Straightforward Java Persistence Through Checkpointing

Jon Howell [ Supported by a research grant from the USENIX Association. ]
Technical Report PCS-TR98-330 [Submitted to the Third International Workshop on Persistence and Java, Tiburon, CA, September 1998. Available at http://www.cs.dartmouth.edu/reports/abstracts/TR98-330/ ]
Department of Computer Science
Dartmouth College
Hanover, NH 03755-3510
jonh@cs.dartmouth.edu

Author: jonh , Date: 1998/05/02 15:17:31 , Revision: 1.41

Abstract

Several techniques have been proposed for adding persistence to the Java language environment. This paper describes a scheme based on checkpointing the Java Virtual Machine, and compares the scheme to other techniques. Checkpointing offers two unique advantages: first, the implementation is independent of the JVM implementation, and therefore survives JVM updates; second, because checkpointing saves and restores execution state, even threads become persistent entities.

Introduction

Previous papers at this workshop have outlined a variety of strategies for providing persistence for Java programs. Moss and Hosking provide a taxonomy for categorizing these proposals according to the persistence programming model and implementation [cite moss:approaches]. Our proposal is unlike most in that even thread state is made persistent, and it requires no changes to the Java virtual machine.

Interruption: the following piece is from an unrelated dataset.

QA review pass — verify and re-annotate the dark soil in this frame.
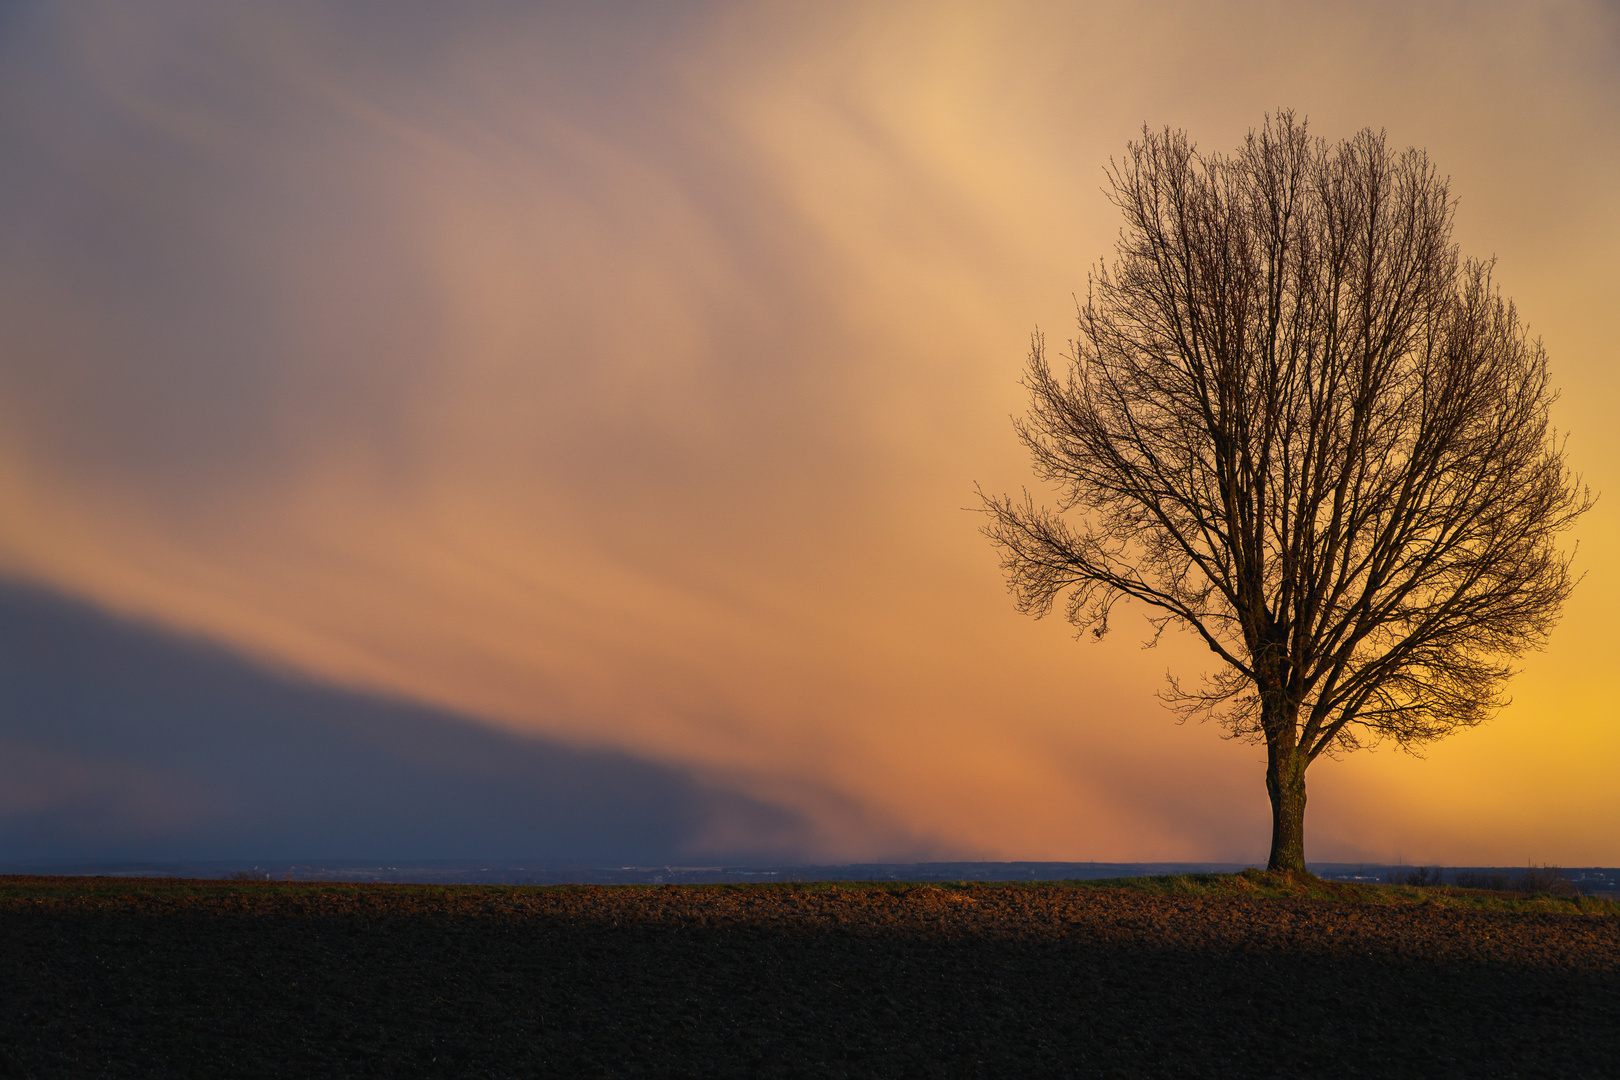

This paper will describe our scheme in the context of Moss and Hosking's taxonomy, outline existing persistence proposals, and give a status report on the existing implementation.

Description

Existing models provide persistence to Java one of three ways: They add persistence with language-level mechanisms, they alter the JVM to add support for persistence, or they run the whole JVM over an operating system that supports persistence. These options are diagrammed in Figure [->].

Existing proposals for Java persistence

Our model differs in that it inserts a checkpointing layer between the JVM and a traditional OS (in our case, Solaris). See Figure [->]. A library routine, in the form of a native method that commences a checkpoint, is provided to give the application explicit control over checkpointing when desired.

Our checkpointer-based scheme

We now analyze our model within the Moss and Hosking framework.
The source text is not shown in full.